All commands assume you are at the repo root with .venv activated.

One-shot demo prep (recommended before showing a judge)

# Trains models + runs all three backtests. ~3-5 min total.
make demo
# or, if make isn't available:
python scripts/evaluate_model.py --no-shap
python scripts/backtest_recommender.py
python scripts/backtest_similarity.py
python scripts/backtest_urgent_demand.py

Then open the app in two terminals:

# Terminal 1 — FastAPI (models + Gemini chatbot bridge) on :8000
make api

# Terminal 2 — React frontend on :8080
make ui

Individual commands

# Train + diagnose all 3 framings × 3 model variants (~2-3 min)
python scripts/evaluate_model.py
python scripts/evaluate_model.py --no-shap         # skip SHAP for speed
python scripts/evaluate_model.py --tune --trials 60  # re-tune via Optuna (~15 min)

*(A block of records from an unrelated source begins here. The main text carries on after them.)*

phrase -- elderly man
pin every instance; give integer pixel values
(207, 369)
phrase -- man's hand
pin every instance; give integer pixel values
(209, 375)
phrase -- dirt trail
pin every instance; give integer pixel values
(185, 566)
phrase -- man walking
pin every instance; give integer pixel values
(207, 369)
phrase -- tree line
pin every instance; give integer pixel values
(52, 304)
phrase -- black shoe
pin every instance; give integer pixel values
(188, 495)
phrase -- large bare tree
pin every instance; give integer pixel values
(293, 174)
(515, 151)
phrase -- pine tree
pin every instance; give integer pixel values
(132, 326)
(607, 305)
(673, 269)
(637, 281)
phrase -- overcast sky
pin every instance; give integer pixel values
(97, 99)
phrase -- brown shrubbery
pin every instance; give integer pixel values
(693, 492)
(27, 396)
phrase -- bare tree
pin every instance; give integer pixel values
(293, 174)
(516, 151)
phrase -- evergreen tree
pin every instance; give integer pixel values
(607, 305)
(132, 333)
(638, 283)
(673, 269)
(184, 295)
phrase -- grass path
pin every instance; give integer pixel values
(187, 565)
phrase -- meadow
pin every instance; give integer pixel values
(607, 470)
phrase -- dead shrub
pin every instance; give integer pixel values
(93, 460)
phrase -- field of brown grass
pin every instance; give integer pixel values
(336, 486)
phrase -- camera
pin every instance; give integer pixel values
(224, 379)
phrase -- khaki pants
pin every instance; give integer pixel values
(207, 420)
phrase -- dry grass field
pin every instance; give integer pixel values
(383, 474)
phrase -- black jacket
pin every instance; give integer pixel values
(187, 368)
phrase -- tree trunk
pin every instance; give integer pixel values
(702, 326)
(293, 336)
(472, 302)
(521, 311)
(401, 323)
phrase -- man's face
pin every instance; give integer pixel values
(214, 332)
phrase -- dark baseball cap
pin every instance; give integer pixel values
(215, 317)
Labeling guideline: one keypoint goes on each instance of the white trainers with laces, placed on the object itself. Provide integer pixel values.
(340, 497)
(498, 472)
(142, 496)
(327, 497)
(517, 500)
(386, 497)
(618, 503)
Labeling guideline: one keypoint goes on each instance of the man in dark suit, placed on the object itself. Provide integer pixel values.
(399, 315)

# The three held-out backtests
python scripts/backtest_recommender.py     # within-day reorder (predicted lift)
python scripts/backtest_similarity.py      # optimizer agreement vs realised OEE
python scripts/backtest_urgent_demand.py   # rule-layer counterfactual (headline)

# 12-panel data post-mortem
python scripts/eda_report.py

React frontend + FastAPI bridge

The React app (web/) is the only UI now — it talks to the Python models through api/server.py. The API loads the Combined (XGBoost + CatBoost) ensemble by default; fall back is CatBoost, then XGBoost.

URL What it shows
/ Home — today's Gantt across L14/L17/L19 + day highlights
/forensic Historical OEE per line + worst-decile transition heatmap
/optimizado Plan A (alternated baseline) vs Plan B (brand-grouped) with real /simulate predictions
/urgente Insert urgent SKUs, see per-rule evidence flags from /urgent
floating bot button Ask LineWise — Gemini-powered assistant streaming from /chat

The frontend resolves the API URL from VITE_API_URL — copy web/.env.example to .env.local if you change the port.

Enable the Gemini chatbot

echo "GOOGLE_API_KEY=your-gemini-api-key" >> .env
make api    # restart so the API picks up the env var

Then click the bot button in the bottom-right of the React app. The dot is green when the assistant is reachable and amber when offline (e.g. key missing) — the offline reason is shown inline.

Docker (one command, no local Python or Node needed)

The whole stack — Python ML backend + React frontend — runs in two containers wired together by docker-compose.yml.

# Optional: enable the chatbot
echo "GOOGLE_API_KEY=your-gemini-key" > .env

# Build + launch both services in the background
make docker-up           # or:  docker compose up --build -d

# Open the app
open http://localhost:8080
Service Container Port What it runs
api linewise-api 8000 Python 3.11 + uvicorn + the Combined ML ensemble + the Gemini bridge
web linewise-web 8080 Node 22 + Vite dev server serving the React UI

The first build downloads ~1.2 GB of Python ML wheels (catboost / xgboost / shap / ortools) and ~250 MB of npm modules; subsequent builds reuse the layer cache and complete in seconds.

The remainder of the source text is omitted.